In an interview with NPR’s Steve Inskeep that will air in Thursday’s edition of NPR News’ Morning Edition, Administrator Griffin explains: "I guess I would ask which human beings – where and when – are to be accorded the privilege of deciding that this particular climate that we have right here today, right now is the best climate for all other human beings. I think that’s a rather arrogant position for people to take."

There you go.  Trying to stop global warming is arrogant.  Who are you to say folks in Norway that they can’t have palm trees!

The part that Griffin seems to be forgetting is the billions of people who would die if our current economy collapses due to sinking cities and shifting growing regions.  Might the future inhabitants of tropical Greenland be happy as they gaze southward over the swollen sea?  Maybe.  But I’m not anxious to sink Miami to find out.  Idiot. 

Oh, and expect this to become part of the standard kit for those on the right.  I give it ten hours before Rush gets around to "trying to stop global warming is racist."  Start your stopwatch.

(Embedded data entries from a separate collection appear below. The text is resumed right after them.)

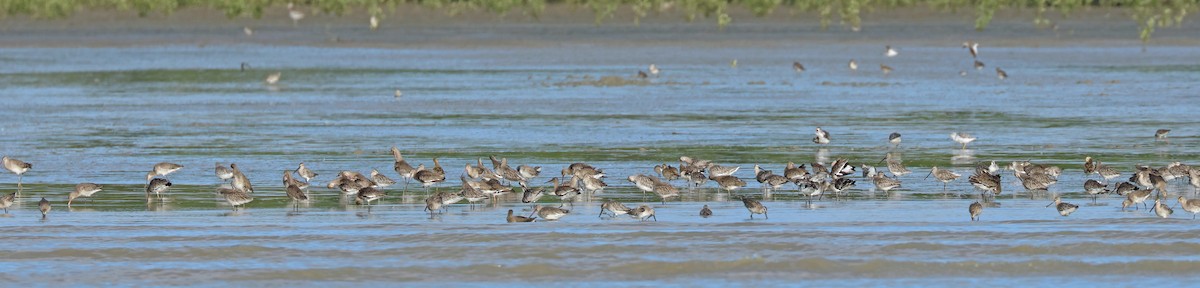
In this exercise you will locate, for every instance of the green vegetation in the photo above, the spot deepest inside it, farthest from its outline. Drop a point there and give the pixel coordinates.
(1147, 13)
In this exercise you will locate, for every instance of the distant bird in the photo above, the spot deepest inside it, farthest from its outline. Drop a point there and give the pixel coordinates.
(1158, 135)
(45, 207)
(6, 201)
(822, 137)
(295, 15)
(223, 173)
(972, 47)
(1063, 208)
(157, 186)
(83, 190)
(963, 138)
(976, 209)
(754, 207)
(17, 167)
(274, 78)
(517, 219)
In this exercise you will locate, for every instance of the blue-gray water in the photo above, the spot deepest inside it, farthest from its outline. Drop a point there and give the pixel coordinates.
(106, 113)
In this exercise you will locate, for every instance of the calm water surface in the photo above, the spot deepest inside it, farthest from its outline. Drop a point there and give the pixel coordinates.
(107, 114)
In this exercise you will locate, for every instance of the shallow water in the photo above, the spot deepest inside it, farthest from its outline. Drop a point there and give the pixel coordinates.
(106, 114)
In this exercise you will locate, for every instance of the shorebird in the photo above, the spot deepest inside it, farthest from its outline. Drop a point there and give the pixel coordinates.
(381, 180)
(976, 209)
(295, 15)
(517, 219)
(162, 169)
(45, 207)
(643, 213)
(240, 181)
(895, 166)
(297, 195)
(613, 209)
(891, 52)
(963, 138)
(549, 213)
(972, 47)
(754, 207)
(1161, 135)
(1095, 187)
(894, 138)
(235, 197)
(402, 167)
(985, 181)
(822, 137)
(157, 186)
(1063, 208)
(1162, 210)
(288, 180)
(943, 175)
(223, 173)
(304, 172)
(6, 201)
(1189, 205)
(886, 184)
(83, 190)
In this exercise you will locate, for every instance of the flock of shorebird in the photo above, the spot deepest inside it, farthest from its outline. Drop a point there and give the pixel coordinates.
(480, 183)
(888, 51)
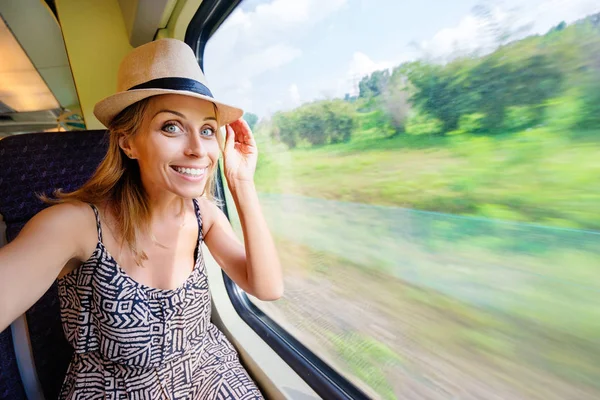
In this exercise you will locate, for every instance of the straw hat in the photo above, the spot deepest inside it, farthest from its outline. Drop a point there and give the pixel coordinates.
(165, 66)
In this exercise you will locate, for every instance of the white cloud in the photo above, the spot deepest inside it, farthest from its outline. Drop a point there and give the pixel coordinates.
(295, 94)
(252, 43)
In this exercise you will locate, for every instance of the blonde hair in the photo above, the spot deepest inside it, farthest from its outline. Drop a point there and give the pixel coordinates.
(117, 181)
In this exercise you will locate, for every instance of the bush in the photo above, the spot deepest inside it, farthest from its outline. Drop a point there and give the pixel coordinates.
(471, 123)
(423, 124)
(519, 117)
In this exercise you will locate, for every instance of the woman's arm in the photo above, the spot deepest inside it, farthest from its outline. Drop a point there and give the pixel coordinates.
(254, 266)
(30, 263)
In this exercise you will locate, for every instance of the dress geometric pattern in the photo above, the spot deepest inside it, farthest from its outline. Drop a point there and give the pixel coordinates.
(132, 341)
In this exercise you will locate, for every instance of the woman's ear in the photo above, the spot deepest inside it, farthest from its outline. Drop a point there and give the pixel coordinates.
(125, 145)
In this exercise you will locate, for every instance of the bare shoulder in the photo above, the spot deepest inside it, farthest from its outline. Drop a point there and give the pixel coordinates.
(210, 213)
(74, 221)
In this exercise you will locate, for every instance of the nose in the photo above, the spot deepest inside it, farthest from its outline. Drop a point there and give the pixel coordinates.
(195, 147)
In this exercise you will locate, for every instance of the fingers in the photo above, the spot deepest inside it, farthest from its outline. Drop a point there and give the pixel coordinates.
(243, 133)
(229, 138)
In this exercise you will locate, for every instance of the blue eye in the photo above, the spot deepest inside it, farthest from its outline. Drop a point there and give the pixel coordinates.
(171, 128)
(207, 131)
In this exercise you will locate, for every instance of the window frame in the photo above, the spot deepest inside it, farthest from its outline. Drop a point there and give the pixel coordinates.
(321, 377)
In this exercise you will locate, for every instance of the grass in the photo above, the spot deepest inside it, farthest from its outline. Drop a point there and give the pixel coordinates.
(506, 306)
(520, 350)
(539, 175)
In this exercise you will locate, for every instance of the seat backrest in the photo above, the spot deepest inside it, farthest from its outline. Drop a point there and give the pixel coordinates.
(32, 164)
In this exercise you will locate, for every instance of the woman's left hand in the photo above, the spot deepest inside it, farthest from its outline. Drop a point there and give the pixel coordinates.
(240, 155)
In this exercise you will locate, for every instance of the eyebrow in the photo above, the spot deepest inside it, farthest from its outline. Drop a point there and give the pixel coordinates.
(181, 115)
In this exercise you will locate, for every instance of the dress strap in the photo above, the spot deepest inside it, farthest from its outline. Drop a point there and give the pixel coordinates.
(199, 219)
(98, 226)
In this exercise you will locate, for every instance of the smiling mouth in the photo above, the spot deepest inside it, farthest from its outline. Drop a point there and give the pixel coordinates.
(190, 172)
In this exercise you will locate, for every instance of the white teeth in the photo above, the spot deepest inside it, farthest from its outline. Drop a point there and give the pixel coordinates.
(190, 171)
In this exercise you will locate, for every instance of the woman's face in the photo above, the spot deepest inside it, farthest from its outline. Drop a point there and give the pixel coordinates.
(177, 146)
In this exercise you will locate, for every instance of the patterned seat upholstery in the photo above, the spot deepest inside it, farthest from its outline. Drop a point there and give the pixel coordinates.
(33, 164)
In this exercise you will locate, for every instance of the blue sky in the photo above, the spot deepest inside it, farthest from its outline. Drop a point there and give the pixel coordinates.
(273, 55)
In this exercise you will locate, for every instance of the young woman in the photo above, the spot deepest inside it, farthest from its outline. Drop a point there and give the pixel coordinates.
(126, 247)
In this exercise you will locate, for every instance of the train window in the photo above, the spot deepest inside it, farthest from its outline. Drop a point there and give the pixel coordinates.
(429, 171)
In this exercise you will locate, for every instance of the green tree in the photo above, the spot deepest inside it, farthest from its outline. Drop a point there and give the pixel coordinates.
(373, 85)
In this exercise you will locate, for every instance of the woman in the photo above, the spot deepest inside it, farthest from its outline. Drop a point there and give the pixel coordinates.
(126, 247)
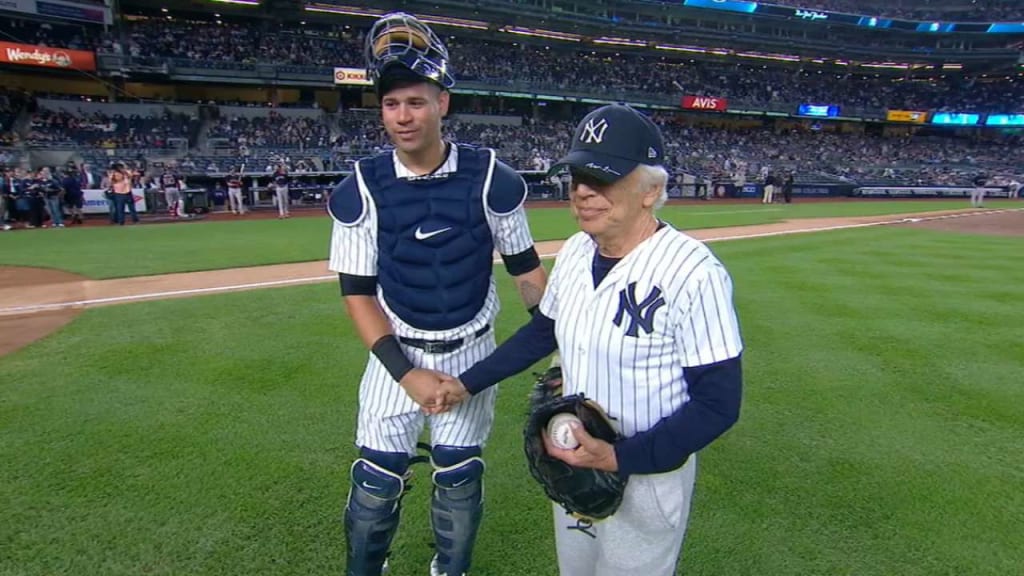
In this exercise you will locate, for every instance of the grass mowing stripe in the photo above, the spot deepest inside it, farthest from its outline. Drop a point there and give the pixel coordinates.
(125, 251)
(212, 435)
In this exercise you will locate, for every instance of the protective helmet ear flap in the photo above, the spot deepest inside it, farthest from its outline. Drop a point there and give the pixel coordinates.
(401, 39)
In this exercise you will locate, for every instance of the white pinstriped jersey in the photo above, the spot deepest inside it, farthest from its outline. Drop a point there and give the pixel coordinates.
(666, 305)
(353, 250)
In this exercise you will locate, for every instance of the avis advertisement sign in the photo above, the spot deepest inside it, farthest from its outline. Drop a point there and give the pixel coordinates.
(351, 77)
(706, 103)
(94, 201)
(28, 54)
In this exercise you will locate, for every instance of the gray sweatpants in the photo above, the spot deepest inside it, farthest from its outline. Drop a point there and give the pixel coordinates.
(643, 537)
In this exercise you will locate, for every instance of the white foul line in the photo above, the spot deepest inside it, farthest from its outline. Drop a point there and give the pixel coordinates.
(325, 278)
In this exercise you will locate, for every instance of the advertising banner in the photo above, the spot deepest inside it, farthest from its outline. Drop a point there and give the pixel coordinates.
(60, 9)
(95, 202)
(351, 77)
(27, 54)
(706, 103)
(906, 116)
(818, 110)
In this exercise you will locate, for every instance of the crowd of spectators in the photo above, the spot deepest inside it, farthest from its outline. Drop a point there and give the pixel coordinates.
(609, 74)
(622, 75)
(273, 130)
(51, 127)
(212, 45)
(11, 105)
(939, 10)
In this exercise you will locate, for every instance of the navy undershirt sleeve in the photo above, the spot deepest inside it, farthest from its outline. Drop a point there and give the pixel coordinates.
(714, 407)
(531, 342)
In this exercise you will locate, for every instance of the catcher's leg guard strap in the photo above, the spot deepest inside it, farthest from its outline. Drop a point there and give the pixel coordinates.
(373, 509)
(457, 505)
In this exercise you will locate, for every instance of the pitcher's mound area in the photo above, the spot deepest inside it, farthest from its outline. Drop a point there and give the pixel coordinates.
(998, 223)
(19, 330)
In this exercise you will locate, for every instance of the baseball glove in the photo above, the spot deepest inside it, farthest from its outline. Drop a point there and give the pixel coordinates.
(586, 493)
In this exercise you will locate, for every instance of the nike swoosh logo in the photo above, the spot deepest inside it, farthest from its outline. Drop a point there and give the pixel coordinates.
(420, 235)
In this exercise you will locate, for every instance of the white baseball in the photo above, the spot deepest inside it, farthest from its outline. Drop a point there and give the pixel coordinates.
(560, 430)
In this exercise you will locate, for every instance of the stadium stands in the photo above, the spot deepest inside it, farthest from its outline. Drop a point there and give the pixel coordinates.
(537, 67)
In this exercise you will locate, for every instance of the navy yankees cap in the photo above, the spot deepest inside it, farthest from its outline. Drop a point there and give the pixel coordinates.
(612, 140)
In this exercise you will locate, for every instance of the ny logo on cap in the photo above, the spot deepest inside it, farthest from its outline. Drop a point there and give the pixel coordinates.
(641, 314)
(593, 132)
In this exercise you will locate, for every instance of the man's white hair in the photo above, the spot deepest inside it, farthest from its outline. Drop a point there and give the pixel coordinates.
(653, 176)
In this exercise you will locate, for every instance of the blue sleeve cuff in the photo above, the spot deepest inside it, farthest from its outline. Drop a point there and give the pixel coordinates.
(531, 342)
(715, 392)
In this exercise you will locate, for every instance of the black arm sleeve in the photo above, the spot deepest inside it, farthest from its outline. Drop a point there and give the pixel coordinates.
(715, 392)
(531, 342)
(518, 264)
(357, 285)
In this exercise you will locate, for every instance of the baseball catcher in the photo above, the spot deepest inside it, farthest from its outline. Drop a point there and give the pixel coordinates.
(587, 493)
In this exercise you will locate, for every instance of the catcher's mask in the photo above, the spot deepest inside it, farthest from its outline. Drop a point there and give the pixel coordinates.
(399, 44)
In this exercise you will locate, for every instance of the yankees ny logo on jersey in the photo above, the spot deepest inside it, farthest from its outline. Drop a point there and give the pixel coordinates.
(641, 315)
(593, 132)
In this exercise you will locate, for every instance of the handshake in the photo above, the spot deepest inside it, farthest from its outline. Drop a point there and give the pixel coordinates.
(434, 392)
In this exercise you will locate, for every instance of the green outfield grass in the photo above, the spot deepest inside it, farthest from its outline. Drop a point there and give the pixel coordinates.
(115, 252)
(880, 433)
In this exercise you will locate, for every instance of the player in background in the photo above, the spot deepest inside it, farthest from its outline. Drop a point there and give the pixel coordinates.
(414, 236)
(643, 319)
(170, 183)
(769, 182)
(233, 182)
(978, 192)
(280, 181)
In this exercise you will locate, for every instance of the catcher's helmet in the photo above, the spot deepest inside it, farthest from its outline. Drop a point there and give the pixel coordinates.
(399, 39)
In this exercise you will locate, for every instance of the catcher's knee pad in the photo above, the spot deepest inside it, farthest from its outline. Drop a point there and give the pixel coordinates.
(373, 509)
(457, 505)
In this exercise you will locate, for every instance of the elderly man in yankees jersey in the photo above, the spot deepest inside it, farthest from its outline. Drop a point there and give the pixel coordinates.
(643, 319)
(413, 242)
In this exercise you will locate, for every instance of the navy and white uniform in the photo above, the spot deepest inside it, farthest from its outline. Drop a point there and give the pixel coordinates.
(235, 202)
(430, 242)
(172, 194)
(281, 183)
(653, 338)
(978, 192)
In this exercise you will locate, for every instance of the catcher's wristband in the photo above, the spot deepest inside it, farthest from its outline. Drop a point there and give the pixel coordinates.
(389, 353)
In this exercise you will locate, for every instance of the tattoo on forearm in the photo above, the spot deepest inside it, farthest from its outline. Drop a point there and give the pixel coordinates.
(530, 293)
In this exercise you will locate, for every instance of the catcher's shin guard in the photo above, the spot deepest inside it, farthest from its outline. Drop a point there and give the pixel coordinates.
(457, 506)
(373, 509)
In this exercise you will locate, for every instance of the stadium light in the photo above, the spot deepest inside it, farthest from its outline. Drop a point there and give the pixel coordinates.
(619, 41)
(542, 33)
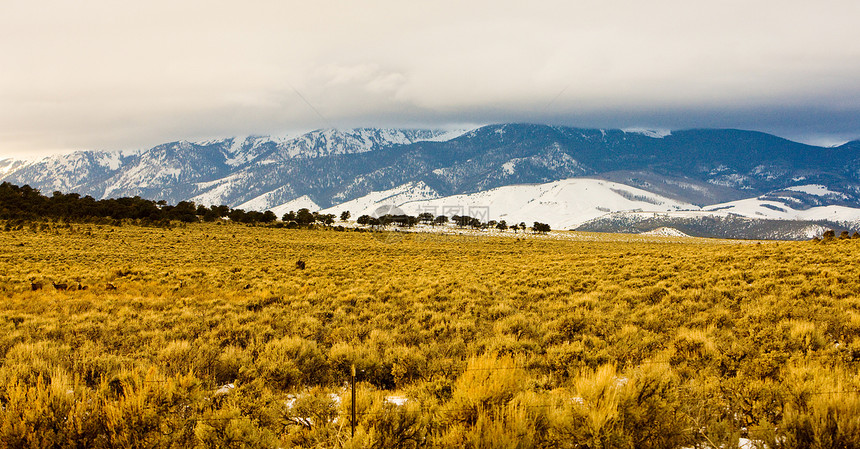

Griffin’s remarks are stunning, coming just days after his own agency released a report warning of the “disastrous effects” of climate change:

Even “moderate additional” greenhouse emissions are likely to push Earth past “critical tipping points” with “dangerous consequences for the planet,” according to research conducted by NASA and the Columbia University Earth Institute.

With just 10 more years of “business as usual” emissions from the burning of coal, oil and gas, says the NASA/Columbia paper, “it becomes impractical” to avoid “disastrous effects.”

Chris Mooney weighs in on this too:

What Griffin is ignoring is the whole issue of risk and its distribution. Our global society is set up for–adapted to–the current climate. But now we’re moving in the direction of raising the sea level considerably–even as much of the global population is coastal–and melting large amounts of ice, while also altering the occurrence of phenomena, such as droughts, that could have a dramatic impact on food and water supplies.

How can anyone think this is not a tremendous societal risk, even if there might be some people–in, say, Buffalo, New York–who may actually have more pleasant weather under global warming?

NASA is already backtracking. James Hansen, the agency’s top climatologist, is slamming his boss. Assuredly there will be many more jeers and groans over the course of the day.